Charlie's heart stood still.
'It's a Golden Ticket!' screamed the shopkeeper, leaping about a foot in the air. 'You've got a Golden Ticket! You've found the last Golden Ticket! Hey, would you believe it! Come and look at this, everybody! The kid's found Wonka's last Golden Ticket! There it is! It's right here in his hands!'
It seemed as though the shopkeeper might be going to have a fit. 'In my shop, too!' he yelled. 'He found it right here in my own little shop! Somebody call the newspapers quick and let them know! Watch out now, sonny! Don't tear it as you unwrap it! That thing's precious!'
In a few seconds, there was a crowd of about twenty people clustering around Charlie, and many more were pushing their way in from the street. Everybody wanted to get a look at the Golden Ticket and at the lucky finder.

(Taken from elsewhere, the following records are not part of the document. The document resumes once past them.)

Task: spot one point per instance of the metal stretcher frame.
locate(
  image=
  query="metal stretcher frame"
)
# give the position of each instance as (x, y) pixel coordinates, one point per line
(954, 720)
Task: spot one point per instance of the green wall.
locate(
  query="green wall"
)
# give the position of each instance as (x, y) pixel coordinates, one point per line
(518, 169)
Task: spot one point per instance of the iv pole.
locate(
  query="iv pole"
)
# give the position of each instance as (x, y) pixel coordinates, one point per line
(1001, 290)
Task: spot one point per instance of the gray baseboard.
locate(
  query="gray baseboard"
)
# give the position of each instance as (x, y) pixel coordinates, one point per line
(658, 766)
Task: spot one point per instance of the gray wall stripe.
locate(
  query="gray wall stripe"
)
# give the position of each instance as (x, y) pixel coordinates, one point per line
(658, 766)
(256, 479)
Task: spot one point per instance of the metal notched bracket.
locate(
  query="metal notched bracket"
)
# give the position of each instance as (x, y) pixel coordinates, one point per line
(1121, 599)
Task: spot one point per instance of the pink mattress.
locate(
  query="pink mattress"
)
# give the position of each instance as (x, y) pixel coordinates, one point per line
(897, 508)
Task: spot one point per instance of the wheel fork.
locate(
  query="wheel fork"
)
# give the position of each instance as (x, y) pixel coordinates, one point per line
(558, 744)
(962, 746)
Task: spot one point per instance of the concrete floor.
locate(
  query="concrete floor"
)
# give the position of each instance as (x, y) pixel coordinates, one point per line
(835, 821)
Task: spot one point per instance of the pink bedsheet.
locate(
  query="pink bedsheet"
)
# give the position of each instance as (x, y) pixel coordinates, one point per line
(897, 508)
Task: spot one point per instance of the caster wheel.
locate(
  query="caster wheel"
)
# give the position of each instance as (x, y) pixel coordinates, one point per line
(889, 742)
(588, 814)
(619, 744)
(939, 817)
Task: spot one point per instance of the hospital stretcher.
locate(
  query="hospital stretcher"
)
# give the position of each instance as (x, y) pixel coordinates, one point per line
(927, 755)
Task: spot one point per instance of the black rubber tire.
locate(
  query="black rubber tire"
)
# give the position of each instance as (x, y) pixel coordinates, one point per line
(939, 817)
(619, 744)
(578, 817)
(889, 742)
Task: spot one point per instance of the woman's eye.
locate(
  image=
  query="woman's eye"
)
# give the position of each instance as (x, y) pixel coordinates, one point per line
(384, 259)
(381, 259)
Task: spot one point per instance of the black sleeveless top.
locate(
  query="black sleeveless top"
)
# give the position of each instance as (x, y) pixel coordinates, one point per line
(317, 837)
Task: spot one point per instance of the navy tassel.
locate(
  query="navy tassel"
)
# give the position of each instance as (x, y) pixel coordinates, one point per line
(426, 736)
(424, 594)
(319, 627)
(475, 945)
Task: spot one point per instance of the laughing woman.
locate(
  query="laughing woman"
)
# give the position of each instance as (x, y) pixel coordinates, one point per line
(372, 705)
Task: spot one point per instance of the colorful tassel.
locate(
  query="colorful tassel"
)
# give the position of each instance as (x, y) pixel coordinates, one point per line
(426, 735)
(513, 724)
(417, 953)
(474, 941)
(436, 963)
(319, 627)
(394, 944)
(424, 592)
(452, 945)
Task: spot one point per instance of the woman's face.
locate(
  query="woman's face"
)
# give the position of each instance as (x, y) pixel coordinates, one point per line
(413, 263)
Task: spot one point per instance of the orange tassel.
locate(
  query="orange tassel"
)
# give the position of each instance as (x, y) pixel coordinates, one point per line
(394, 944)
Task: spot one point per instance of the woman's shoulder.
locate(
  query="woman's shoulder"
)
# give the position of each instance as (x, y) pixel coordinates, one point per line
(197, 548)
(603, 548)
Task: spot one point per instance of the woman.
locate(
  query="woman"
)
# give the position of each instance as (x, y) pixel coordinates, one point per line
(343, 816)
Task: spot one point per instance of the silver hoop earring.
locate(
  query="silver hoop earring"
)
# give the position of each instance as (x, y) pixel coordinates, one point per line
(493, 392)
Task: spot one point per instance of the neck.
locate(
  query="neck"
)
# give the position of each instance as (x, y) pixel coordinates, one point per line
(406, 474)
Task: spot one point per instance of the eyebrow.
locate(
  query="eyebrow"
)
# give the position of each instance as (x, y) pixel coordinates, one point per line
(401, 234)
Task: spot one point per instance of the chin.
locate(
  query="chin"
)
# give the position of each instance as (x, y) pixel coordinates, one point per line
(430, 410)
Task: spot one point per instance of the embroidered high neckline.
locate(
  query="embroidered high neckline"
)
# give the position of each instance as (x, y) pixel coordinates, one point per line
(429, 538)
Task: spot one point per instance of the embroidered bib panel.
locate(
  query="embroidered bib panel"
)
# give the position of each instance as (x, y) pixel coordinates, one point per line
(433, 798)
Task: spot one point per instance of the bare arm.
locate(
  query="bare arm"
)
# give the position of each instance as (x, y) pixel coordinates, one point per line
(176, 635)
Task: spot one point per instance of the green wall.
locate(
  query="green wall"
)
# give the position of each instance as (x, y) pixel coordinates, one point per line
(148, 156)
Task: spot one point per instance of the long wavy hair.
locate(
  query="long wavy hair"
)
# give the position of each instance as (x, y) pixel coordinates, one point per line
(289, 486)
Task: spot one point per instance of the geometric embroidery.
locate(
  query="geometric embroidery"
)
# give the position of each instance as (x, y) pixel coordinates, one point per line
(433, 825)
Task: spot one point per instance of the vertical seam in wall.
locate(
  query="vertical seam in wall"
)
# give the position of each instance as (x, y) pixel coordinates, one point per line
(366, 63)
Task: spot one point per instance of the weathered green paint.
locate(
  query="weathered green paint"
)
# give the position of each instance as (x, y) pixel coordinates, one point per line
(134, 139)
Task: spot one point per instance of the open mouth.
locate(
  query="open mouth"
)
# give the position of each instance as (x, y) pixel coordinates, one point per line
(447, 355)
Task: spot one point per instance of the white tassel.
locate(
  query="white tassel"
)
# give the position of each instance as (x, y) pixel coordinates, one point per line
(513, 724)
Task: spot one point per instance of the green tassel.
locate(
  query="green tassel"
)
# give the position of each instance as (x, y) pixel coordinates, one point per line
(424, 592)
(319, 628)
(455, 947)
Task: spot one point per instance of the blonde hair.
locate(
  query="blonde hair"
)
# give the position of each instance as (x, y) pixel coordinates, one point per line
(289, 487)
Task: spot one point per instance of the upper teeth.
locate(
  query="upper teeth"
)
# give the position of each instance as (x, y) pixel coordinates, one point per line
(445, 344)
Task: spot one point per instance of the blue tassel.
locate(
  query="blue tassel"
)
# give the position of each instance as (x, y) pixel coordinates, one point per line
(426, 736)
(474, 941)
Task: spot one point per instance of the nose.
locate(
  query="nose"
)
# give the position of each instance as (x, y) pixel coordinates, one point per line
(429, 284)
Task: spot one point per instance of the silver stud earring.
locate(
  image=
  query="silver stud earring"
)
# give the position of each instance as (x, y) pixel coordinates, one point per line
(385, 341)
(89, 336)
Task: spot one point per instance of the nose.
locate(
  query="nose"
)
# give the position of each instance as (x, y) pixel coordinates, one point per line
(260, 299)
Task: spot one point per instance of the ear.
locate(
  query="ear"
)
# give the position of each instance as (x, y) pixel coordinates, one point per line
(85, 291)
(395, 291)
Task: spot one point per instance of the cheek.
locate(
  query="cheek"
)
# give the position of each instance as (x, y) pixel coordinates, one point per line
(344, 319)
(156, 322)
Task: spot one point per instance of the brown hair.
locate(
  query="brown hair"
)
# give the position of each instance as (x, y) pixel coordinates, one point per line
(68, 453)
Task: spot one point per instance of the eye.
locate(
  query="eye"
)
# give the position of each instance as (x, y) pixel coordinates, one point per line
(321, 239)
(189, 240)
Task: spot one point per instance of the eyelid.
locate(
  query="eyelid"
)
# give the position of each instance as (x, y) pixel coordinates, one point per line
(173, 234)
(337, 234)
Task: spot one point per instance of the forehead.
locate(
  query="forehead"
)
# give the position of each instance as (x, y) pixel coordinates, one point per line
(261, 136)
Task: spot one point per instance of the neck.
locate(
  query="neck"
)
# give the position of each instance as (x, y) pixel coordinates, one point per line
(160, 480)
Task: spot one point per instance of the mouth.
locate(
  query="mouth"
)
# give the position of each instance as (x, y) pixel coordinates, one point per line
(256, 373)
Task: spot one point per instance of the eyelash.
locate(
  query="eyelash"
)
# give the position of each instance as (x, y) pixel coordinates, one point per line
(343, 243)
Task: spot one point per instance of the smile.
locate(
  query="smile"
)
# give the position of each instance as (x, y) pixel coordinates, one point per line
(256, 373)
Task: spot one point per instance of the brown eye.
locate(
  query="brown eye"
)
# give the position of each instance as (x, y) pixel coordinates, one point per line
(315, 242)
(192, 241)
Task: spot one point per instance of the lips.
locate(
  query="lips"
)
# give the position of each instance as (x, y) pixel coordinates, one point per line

'Where is it?' somebody shouted. 'Hold it up so all of us can see it!'
'There it is, there!' someone else shouted. 'He's holding it in his hands! See the gold shining!'
'How did he manage to find it, I'd like to know?' a large boy shouted angrily. 'Twenty bars a day I've been buying for weeks and weeks!'
'Think of all the free stuff he'll be getting too!' another boy said enviously. 'A lifetime supply!'
'He'll need it, the skinny little shrimp!' a girl said, laughing.
Charlie hadn't moved. He hadn't even unwrapped the Golden Ticket from around the chocolate. He was standing very still, holding it tightly with both hands while the crowd pushed and shouted all around him. He felt quite dizzy. There was a peculiar floating sensation coming over him, as though he were floating up in the air like a balloon. His feet didn't seem to be touching the ground at all. He could hear his heart thumping away loudly somewhere in his throat.
At that point, he became aware of a hand resting lightly on his shoulder, and when he looked up, he saw a tall man standing over him. 'Listen,' the man whispered. 'I'll buy it from you. I'll give you fifty pounds. How about it, eh? And I'll give you a new bicycle as well. Okay?'
'Are you crazy?' shouted a woman who was standing equally close. 'Why, I'd give him two hundred pounds for that ticket! You want to sell that ticket for two hundred pounds, young man?'
'That's quite enough of that!' the fat shopkeeper shouted, pushing his way through the crowd and taking Charlie firmly by the arm. 'Leave the kid alone, will you! Make way there! Let him out!' And to Charlie, as he led him to the door, he whispered, 'Don't you let anybody have it! Take it straight home, quickly, before you lose it! Run all the way and don't stop till you get there, you understand?'
'You know something,' the fat shopkeeper said, pausing a moment and smiling at Charlie, 'I have a feeling you needed a break like this. I'm awfully glad you got it. Good luck to you, sonny.'
'Thank you,' Charlie said, and off he went, running through the snow as fast as his legs would go. And as he flew past Mr Willy Wonka's factory, he turned and waved at it and sang out, 'I'll be seeing you! I'll be seeing you soon!' And five minutes later he arrived at his own home.